I'm not sure when we ceased rectal temps as mother/son and this was definitely something I regarded as a mother/son thing. No one else ever took my temperature like this but her. So when temperature time came, I could always expect that the thermometer was going to end up in my butt......and that Mom and only Mom was going to put it there. But it did end at some point. I have tried to recall when and just can't, but regardless of when it was, it was already after I had already formed a very clear association between the activity and something practical, loving, and also somewhat deliciously submissive.

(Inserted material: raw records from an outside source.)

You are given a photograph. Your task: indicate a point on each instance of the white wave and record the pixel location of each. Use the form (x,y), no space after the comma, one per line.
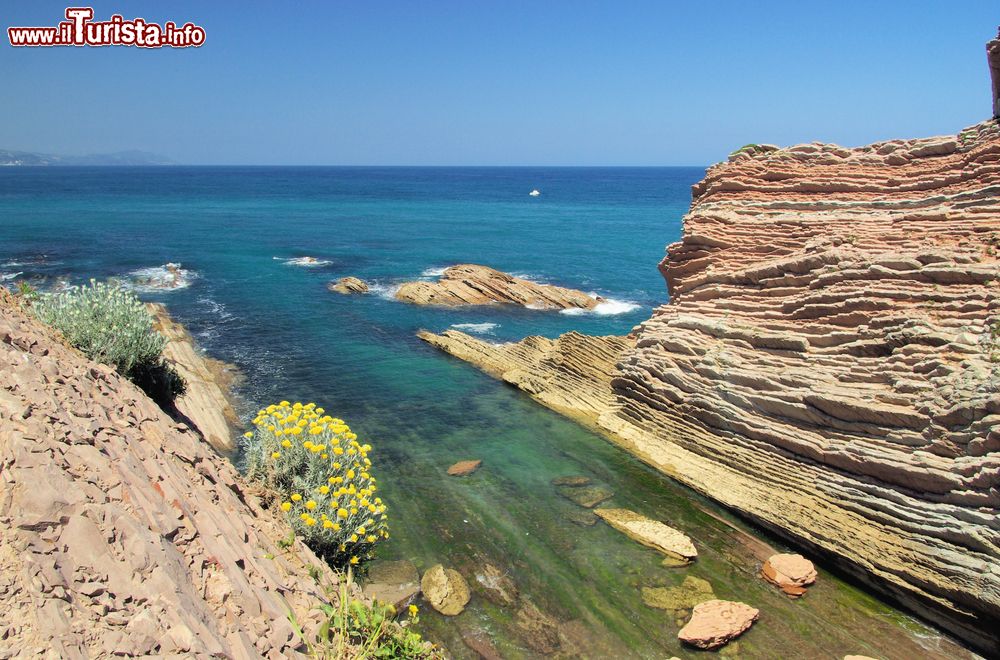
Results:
(387,291)
(609,307)
(436,271)
(478,328)
(167,277)
(307,262)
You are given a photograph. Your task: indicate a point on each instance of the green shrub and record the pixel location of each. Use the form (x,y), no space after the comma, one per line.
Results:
(111,325)
(322,477)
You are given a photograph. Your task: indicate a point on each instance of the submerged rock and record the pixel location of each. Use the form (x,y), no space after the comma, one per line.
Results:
(571,481)
(650,533)
(348,285)
(791,573)
(395,583)
(586,496)
(716,622)
(445,589)
(583,518)
(464,468)
(469,284)
(540,631)
(497,586)
(689,593)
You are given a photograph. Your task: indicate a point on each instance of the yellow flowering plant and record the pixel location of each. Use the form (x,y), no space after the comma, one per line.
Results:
(322,475)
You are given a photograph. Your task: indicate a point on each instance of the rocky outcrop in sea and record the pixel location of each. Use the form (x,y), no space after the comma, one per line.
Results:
(828,365)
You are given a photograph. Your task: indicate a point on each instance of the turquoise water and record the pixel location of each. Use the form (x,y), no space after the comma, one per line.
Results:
(235,231)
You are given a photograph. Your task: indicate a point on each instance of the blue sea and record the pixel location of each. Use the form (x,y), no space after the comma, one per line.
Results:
(249,296)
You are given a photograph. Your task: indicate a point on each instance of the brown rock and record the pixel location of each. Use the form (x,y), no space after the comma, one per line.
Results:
(464,468)
(445,589)
(394,583)
(468,284)
(497,585)
(716,622)
(586,496)
(791,573)
(650,533)
(348,285)
(540,631)
(206,403)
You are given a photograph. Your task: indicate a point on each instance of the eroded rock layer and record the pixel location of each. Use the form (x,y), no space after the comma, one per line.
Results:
(123,532)
(829,364)
(469,284)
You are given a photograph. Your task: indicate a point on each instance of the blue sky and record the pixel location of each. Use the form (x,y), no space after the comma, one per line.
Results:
(491,82)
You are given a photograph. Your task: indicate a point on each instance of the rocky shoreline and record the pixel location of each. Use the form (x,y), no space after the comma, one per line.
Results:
(827,365)
(123,532)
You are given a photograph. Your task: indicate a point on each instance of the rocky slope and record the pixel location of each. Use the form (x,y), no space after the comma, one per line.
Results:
(468,284)
(121,531)
(829,363)
(205,402)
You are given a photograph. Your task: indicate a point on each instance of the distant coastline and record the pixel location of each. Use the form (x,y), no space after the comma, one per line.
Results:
(11,158)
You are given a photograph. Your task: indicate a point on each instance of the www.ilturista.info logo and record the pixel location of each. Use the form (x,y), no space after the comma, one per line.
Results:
(80,30)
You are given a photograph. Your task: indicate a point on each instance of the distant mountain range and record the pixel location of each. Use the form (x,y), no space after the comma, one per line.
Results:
(27,158)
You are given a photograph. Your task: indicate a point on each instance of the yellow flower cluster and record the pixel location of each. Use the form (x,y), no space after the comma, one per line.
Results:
(323,474)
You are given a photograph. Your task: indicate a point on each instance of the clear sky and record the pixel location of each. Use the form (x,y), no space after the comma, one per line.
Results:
(500,82)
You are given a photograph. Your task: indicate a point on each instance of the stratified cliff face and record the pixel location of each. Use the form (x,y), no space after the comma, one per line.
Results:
(830,360)
(829,364)
(122,532)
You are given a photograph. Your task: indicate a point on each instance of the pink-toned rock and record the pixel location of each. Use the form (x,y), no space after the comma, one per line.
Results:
(464,468)
(790,573)
(717,622)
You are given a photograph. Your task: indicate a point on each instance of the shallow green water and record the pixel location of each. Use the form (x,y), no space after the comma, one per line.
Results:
(234,230)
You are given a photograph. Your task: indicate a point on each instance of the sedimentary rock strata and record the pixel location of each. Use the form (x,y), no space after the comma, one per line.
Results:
(468,284)
(829,363)
(205,402)
(123,532)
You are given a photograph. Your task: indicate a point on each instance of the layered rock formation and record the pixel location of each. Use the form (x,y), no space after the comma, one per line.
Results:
(468,284)
(829,363)
(205,402)
(121,531)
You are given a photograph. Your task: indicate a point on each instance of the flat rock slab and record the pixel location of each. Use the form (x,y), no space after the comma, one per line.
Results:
(395,583)
(689,593)
(717,622)
(464,468)
(790,573)
(583,518)
(571,481)
(445,589)
(650,533)
(496,585)
(586,496)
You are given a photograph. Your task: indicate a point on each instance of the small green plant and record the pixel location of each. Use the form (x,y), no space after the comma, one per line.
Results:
(356,630)
(321,475)
(111,325)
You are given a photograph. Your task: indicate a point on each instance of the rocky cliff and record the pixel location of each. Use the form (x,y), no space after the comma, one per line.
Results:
(829,363)
(123,532)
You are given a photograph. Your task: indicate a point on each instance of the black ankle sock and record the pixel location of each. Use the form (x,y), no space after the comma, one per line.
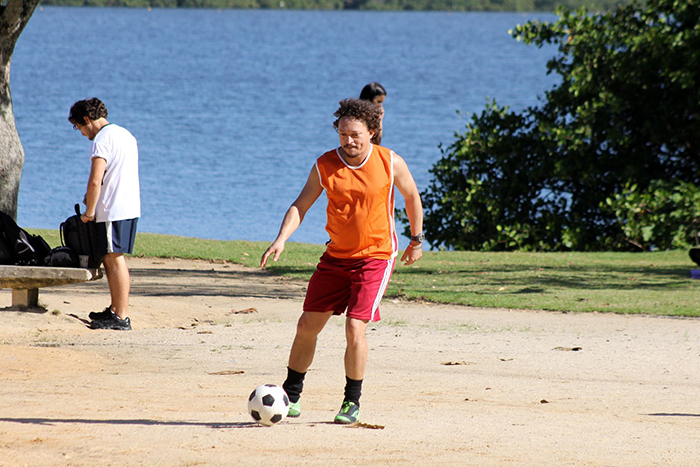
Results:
(353,390)
(294,384)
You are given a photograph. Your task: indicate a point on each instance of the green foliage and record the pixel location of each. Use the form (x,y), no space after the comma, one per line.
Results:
(627,112)
(652,283)
(442,5)
(662,216)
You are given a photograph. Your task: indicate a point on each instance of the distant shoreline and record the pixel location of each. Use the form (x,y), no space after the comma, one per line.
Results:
(503,6)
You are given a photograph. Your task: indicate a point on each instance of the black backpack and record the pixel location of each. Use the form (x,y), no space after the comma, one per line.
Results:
(61,257)
(81,237)
(19,246)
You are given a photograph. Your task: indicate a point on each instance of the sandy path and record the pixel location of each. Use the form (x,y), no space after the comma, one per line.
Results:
(449,385)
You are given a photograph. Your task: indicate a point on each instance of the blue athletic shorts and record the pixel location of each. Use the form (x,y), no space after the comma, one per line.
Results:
(116,236)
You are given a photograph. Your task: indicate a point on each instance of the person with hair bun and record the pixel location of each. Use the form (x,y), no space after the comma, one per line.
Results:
(375,93)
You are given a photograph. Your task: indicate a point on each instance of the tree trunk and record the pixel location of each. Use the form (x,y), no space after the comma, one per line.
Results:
(13,17)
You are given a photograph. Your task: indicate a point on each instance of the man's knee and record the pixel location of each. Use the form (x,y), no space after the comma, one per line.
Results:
(311,324)
(355,331)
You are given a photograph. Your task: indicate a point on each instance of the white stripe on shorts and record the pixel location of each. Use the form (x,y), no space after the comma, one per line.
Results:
(110,243)
(383,286)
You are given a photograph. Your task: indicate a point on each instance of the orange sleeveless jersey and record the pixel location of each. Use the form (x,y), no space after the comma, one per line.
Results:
(360,208)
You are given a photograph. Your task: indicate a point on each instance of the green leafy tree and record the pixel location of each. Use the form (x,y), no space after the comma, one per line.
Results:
(627,111)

Years later, in college, I had a dominant girlfriend that would spank me and do other BDSM activities. Whenever I got sick........as long as I wasn't TOO sick, she'd be my 'nurse' and take my temperature rectally......just like Mom used to. ( After helping my family move twice since those early days, it wasn't hard for me to find the long-discontinued thermometer among some boxed-up stuff and procure it for my own use.)
I haven't really had a desire to revisit this activity in recent years. I'm not sure why.....but probably because Rosa is squeamish about inserting things herself. She's OK with me HAVING stuff inserted, but other than the occasional pegging, she prefers I do the self-impaling.
This could easily have been me back when I was about 19 or so.
My childhood also resulted in other medical-type fetishes......namely suppositories and enemas. But perhaps .......if there's interest........those can be stories for another day?